Croatian football club

NK Metalac is a Croatian football club based in the town of Osijek.

It was founded in 1948 as a football section of the newly founded sports club of the same name. The club's colours at the time were black and white. The first coach was Mijo Kiss. The club competed in the group championship until 1950–51, and then played in the regional league of the Osijek group for one season. It was a member of the Osijek I. class in 1952–53, and the following season it was in the Slavonian league. From the 1954–55 season to 1959–60 season it played in the city league. It was in the Slavonian zone from 1960–61 to 1968–69, when after qualifying it entered the II. Yugoslav League – Northern group, where it remained until the 1972–73 season.

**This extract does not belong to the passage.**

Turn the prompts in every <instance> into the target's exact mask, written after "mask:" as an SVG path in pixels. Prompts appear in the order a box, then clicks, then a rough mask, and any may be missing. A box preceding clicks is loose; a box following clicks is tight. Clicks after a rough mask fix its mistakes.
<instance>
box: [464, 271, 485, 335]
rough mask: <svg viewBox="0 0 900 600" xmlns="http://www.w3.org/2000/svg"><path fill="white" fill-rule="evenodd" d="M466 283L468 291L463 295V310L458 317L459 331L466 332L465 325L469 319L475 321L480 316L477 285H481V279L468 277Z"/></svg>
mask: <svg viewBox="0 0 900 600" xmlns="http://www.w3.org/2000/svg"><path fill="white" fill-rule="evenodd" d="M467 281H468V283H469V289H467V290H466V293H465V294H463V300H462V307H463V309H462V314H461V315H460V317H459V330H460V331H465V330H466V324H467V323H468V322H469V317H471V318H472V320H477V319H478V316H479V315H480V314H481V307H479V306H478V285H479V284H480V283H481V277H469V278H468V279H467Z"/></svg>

Before the Croatian independence, it has been in the Podravina group championship of the Slavonian zone until 1988–89, then it competes in the inter-republic provincial league. NK Metalac–OLT has been a member of the II. HNL since the 1992–93 season. Since 1997, it has been playing again as NK Metalac. Since 2000, the club's color has been orange. The club has its own stadium with a capacity of 1,000 spectators. Most important successes: in the Yugoslav Cup in 1953, in the 9th round, it lost 0:1 to Sloboda from Đakovo; in 1998-99, it qualified for the II. Croatian football league; in 2000–01, it participated in the 2nd round of the Croatian Cup finals.

In 2021, the senior side of the club folded due to a lack of players on the squad. It got so bad that the chairman Boro Ivković played few games for the senior side. But in 2024, NK Metalac refounded the senior side, competing in the Liga NS Osijek, finishing last.